Now the show’s lead, Nicole Kidman, and producer David E. Kelley reunite to serve up another riveting drama series set against a backdrop fit for the glossy lifestyle magazines, but this time switching to the east coast, and with Hugh Grant and Donald Sutherland adding their luminous presence.

Grace Fraser (Kidman) and her husband Jonathan (Grant) appear to have it all, living an enviable existence in New York, with their home among the rarefied addresses of the Upper East Side of Manhattan. Their jet-set neighbours make millions on Wall Street, but the Frasers are an admirably modern couple very much on the side of the angels: she deals out hard-hitting truths as a couples therapist, while he’s a heroic paediatric oncologist.
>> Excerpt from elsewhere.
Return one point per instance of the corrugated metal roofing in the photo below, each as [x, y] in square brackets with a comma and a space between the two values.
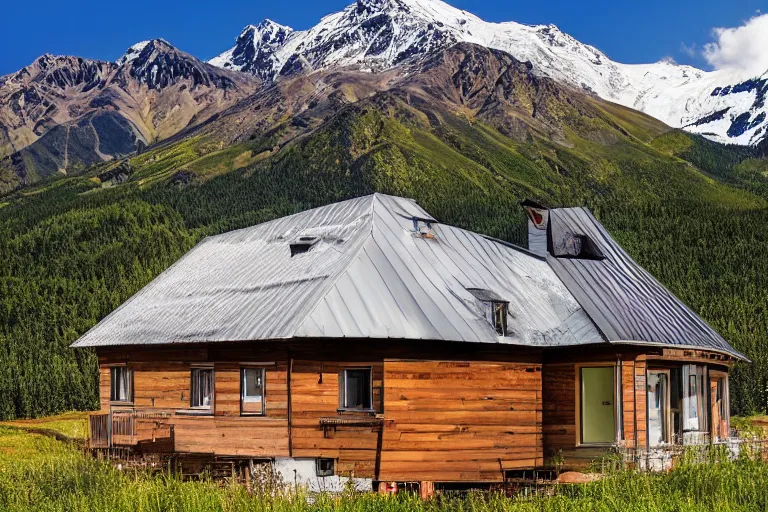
[375, 273]
[370, 276]
[626, 303]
Yet their perfect image is set to unravel when a mother from their son’s school is found beaten to death after a parents’ fundraiser – with Jonathan soon to be numbered among the prime suspects for the killing, especially when he suddenly goes missing.

The six-part thriller has been adapted from the best-selling novel You Should Have Known by Jean Hanff Korelitz and is directed by Susanne Bier (the acclaimed Danish film-maker behind Bird Box and TV’s The Night Manager).

For Kidman it’s another chance to display her nuanced emotional range, as a woman discoverin­g the full measure of her inner strength when pushed to the extremes of adversity and forced to question everything she thought she knew about about her marriage.

As for Grant, he reveals his relish for the dark side that we first saw in his brilliant performanc­e as Jeremy Thorpe in A Very English Scandal.

Again he offsets his considerab­le charm with hints of a hidden villainy, this time to keep us guessing about Jonathan’s true nature, while Sutherland matches the heavyweigh­t acting stakes as Grace’s retired financier father Franklin, who will stop at nothing to protect his daughter and her family.